Generative Deep Learning for Molecular SMILES Generation
A comparative study of graph‐to‐sequence models using GNNs, Graphormer, and Birdie training for chemically valid molecule design.
Introduction
This experiment investigates advanced graph-to-sequence deep learning approaches for molecular design, focusing on generating chemically valid SMILES strings from molecular graphs. We compare:
GNN→Transformer: A baseline message-passing GNN encoder with a Transformer decoder.
Graphormer→Transformer: A structurally-biased Transformer encoder with explicit centrality, spatial, and edge encodings.
Graphormer + Birdie→Transformer: The Graphormer model further trained with stochastic, corruption-based objectives (infilling, deshuffling, selective copying, standard copying) to improve robustness.

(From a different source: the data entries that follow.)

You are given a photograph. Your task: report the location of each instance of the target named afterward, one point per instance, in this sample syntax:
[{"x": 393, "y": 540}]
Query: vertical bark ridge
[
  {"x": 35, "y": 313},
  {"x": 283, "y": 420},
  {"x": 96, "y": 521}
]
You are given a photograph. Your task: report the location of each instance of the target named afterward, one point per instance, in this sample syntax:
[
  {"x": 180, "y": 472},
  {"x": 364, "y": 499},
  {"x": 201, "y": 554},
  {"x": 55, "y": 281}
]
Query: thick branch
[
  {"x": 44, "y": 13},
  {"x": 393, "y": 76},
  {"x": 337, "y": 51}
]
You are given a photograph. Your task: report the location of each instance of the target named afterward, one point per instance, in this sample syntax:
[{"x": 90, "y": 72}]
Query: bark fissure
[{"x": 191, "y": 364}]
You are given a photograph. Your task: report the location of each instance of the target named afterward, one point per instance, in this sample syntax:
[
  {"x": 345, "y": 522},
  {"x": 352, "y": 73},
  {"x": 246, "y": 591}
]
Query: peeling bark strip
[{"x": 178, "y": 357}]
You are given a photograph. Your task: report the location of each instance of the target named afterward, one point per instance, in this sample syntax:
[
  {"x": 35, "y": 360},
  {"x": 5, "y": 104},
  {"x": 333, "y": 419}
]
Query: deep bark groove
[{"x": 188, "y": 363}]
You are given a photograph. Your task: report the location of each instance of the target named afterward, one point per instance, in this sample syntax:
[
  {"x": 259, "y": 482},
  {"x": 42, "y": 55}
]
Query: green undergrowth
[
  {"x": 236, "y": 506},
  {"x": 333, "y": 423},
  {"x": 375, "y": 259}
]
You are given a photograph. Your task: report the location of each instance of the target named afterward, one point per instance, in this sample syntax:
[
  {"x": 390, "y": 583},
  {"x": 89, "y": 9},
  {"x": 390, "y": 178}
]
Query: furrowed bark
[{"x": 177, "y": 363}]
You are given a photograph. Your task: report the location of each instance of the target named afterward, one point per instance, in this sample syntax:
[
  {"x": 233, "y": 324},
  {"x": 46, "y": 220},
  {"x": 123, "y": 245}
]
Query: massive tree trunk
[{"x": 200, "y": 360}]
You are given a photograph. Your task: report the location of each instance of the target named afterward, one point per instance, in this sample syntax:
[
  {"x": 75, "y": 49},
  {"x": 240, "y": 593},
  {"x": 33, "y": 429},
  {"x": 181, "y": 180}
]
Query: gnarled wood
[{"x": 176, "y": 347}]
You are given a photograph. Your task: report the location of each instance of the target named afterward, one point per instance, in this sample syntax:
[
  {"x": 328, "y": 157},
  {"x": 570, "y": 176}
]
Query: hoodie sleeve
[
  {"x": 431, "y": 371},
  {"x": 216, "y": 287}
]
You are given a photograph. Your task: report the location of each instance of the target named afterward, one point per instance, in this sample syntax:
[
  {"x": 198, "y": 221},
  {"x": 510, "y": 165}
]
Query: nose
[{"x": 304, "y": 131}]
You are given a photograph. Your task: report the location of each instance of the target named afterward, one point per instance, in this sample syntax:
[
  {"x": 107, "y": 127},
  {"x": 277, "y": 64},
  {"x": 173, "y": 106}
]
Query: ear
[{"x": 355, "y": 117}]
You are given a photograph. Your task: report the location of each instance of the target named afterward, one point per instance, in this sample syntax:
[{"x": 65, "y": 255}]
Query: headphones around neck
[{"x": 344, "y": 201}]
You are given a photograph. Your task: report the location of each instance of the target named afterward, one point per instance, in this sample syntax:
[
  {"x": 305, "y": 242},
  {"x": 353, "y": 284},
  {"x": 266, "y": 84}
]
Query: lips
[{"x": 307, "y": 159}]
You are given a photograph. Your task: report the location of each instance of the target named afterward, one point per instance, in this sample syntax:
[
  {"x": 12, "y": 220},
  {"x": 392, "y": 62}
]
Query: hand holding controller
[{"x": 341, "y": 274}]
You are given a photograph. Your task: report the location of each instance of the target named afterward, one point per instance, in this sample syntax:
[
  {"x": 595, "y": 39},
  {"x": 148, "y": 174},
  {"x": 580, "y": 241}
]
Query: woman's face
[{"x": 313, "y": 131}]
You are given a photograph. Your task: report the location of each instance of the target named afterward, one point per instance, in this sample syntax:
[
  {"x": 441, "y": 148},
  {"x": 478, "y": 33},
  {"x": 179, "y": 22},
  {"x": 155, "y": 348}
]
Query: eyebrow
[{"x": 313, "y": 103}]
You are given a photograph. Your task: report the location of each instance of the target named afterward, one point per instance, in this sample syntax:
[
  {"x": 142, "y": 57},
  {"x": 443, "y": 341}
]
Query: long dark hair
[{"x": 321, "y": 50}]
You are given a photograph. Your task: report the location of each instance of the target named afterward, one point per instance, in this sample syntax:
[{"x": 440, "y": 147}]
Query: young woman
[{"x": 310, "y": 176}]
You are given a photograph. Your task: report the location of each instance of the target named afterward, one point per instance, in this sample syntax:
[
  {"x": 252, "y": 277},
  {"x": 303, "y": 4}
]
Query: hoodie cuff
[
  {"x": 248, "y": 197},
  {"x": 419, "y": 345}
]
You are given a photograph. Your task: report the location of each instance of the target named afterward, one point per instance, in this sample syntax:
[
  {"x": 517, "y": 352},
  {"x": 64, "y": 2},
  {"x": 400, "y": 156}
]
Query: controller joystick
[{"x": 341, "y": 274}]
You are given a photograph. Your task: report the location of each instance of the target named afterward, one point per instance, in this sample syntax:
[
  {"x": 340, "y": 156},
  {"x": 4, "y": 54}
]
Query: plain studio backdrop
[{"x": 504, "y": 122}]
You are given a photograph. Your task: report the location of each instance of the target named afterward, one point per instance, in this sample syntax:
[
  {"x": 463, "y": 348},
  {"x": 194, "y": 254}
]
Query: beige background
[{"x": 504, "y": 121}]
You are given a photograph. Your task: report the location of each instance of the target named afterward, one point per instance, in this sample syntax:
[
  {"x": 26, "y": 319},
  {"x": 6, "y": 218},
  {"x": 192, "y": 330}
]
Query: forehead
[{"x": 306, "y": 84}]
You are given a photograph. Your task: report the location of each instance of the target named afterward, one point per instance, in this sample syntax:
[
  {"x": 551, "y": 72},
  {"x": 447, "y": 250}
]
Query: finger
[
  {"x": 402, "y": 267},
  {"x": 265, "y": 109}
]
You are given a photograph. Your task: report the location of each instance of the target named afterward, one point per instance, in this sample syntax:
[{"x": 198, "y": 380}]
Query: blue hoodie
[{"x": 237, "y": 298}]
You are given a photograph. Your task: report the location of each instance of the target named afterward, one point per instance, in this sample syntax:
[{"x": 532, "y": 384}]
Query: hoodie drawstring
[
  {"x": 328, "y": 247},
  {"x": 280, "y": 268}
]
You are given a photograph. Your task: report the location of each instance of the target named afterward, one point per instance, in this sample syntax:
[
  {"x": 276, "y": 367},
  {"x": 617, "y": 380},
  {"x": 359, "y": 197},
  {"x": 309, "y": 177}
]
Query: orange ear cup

All models are trained with a combined cross-entropy and REINFORCE‐style validity loss, rewarding chemically valid outputs via RDKit validation.
Background and Motivation
Discovering novel drug‐like molecules traditionally requires expensive, manual exploration of vast chemical spaces. Language‐modeling techniques applied to SMILES can generate syntactically valid strings but often miss underlying graph topology, producing chemically invalid compounds. Bridging this gap demands encoder–decoder architectures that respect molecular graphs’ structure while leveraging powerful sequence modeling.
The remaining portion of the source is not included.